China still behind developed economies

By Ma Jingjing Source:Global Times Published: 2018/1/22 21:58:40

Nation has much catching up to do: experts


A machinery production line in Shenyang, capital of Northeast China's Liaoning Province Photo: VCG

China has no ambition for global leadership and is soberly aware of the fact that there is still a big gap between it and developed economies, experts said on Monday.

"With certain hypotheses, it can be estimated when China's total GDP volume can surpass that of the US, but China's economic structure and development quality still lags behind the US," E Zhihuan, chief economist at Bank of China (Hong Kong), told the Global Times on Monday.

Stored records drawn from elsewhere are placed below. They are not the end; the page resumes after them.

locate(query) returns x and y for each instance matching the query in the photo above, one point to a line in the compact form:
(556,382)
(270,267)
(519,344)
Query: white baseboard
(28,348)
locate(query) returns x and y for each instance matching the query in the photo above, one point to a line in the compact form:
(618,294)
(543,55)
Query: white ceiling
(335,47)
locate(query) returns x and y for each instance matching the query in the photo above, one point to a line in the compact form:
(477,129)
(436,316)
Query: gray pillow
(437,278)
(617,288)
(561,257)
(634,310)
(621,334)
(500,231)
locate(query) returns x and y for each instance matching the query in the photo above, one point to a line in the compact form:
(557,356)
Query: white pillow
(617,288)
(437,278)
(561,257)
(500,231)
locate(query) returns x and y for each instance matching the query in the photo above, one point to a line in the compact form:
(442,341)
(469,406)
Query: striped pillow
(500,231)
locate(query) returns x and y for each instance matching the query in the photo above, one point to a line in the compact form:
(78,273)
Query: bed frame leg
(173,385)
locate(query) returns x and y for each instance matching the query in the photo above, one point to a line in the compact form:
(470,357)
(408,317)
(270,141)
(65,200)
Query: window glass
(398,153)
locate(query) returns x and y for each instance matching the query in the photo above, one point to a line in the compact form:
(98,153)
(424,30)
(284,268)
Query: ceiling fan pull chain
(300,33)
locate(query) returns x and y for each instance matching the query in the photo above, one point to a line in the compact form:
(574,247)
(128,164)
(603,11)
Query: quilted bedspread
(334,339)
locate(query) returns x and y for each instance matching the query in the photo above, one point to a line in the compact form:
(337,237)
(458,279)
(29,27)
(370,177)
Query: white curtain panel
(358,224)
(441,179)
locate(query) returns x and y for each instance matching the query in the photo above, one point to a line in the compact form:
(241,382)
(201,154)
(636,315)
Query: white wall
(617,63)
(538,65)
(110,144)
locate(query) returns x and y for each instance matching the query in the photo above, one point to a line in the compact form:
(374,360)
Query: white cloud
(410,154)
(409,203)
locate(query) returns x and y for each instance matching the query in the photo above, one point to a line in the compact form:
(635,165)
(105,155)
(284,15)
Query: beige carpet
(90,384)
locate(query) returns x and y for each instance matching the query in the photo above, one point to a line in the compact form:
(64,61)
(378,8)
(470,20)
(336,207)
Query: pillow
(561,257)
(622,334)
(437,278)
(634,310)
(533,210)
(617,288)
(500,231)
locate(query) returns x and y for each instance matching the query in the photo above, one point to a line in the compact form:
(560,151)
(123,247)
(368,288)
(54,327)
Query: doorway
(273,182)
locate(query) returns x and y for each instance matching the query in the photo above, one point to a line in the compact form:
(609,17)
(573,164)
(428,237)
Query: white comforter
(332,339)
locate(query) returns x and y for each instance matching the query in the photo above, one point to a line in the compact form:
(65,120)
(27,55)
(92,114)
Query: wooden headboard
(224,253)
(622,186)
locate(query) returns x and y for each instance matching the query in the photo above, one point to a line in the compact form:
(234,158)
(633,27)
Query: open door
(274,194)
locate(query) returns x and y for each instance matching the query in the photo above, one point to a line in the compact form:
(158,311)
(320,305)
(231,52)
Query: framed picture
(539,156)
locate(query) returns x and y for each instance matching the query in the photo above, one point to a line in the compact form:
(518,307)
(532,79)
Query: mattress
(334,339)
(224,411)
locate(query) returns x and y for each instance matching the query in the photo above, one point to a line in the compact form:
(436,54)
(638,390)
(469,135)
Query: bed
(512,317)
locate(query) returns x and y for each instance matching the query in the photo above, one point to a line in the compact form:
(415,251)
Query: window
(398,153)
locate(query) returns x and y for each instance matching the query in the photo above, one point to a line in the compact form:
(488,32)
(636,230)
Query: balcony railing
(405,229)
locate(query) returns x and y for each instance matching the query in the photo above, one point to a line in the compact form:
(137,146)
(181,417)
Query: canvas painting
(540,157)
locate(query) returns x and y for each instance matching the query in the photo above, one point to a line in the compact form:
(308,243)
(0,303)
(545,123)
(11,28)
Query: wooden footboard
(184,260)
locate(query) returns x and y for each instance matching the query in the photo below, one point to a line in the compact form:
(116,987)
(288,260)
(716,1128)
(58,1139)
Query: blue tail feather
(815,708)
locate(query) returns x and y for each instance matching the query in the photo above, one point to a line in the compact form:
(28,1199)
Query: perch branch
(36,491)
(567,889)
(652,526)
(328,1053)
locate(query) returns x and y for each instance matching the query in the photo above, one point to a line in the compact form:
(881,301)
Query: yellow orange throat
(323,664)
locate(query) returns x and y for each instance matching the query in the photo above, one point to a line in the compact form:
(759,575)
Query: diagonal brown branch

"Though China's GDP growth exceeded 82.71 trillion yuan [$12.84 trillion] in 2017, it falls behind developed countries when it comes to GDP per capita. As a developing country, China still has a long way to go to realize the goal of establishing a modern economic system and industrialized society," said Wan Zhe, chief economist with the International Cooperation Center of China's National Development and Reform Commission.

The comments came after various recent reports that have appeared to somewhat overstate China's economic growth. For example, a recent report from London-based consultancy the Centre for Economics and Business Research said that China is likely to overtake the US as the world's No.1 economy in 2032.

The Washington Post noted that China's retail sales are expected to exceed those of the US in 2018, a "marker in China's rise to economic superpower status."

In fact, China's retail growth was not impressive in 2017. The figure slowed by 0.2 percentage points to 10.2 percent year-on-year, data from the National Bureau of Statistics showed.

Developed economies such as the US and Japan embarked on upgrading their consumption in the 1970s, but this trend has only recently emerged in China, Wan told the Global Times on Monday.

Consumption upgrading is expected to be crucial in the country's economic structural adjustment, but challenges persist, she noted, adding that a growing income gap, reliance on policy support and poor services quality may curb consumption growth.

Besides, the internationalization of the yuan is still far behind what it should be, given the country's economic and trade strength, E said.

The yuan ranked as the sixth-most actively used currency for domestic and international payments by value in November 2017, with a market share of 1.75 percent, according to a report from global transaction service provider SWIFT in December.

Areas of weakness

Although China is catching up with the US in terms of total GDP growth, it still can't compare with the US in many aspects, according to experts.

Major problems in the country's economy include low investment efficiency, heavy reliance on real estate investment and low research and development input, Wang Jun, chief economist at Zhengzhou-based Zhongyuan Bank, told the Global Times.

"Our country's investment efficiency declines year by year. Currently, 1 yuan of GDP growth requires increased investment of 6.9 yuan, which is much lower than that of developed countries. This figure is also much lower than the level of 4.0 yuan from 1998-2007 in China," Li Wei, director of the Development Research Center of the State Council, said at a forum in Beijing on January 13.

Li said that China's GDP per capita is only about 14 percent of the level in the US and 25 percent of the level in the EU.

The latest data from the World Bank showed that research and development expenditure took up 2.07 percent of GDP in China in 2015, compared with 2.79 percent in the US.

Steady growth in 2018

Looking into 2018, E predicted that the central government will maintain a balance between stable growth and containing risks, which will support relatively steady economic growth. She said China's economy is expected to grow by 6.7 percent this year.

China has listed curbing major risks, eradicating poverty and controlling pollution as "three tough battles" in the coming three years.

Wan said that environment protection supervision - which has affected China's economy in the past two years - will continue this year, but its marginal influence on the economy will weaken.

The challenges include the fact that domestic investment, especially private investment and property investment, is likely to continue to slide. This, together with potential deterioration in the external environment and increasing global trade protectionism, may drag down China's economic growth, Wang  warned.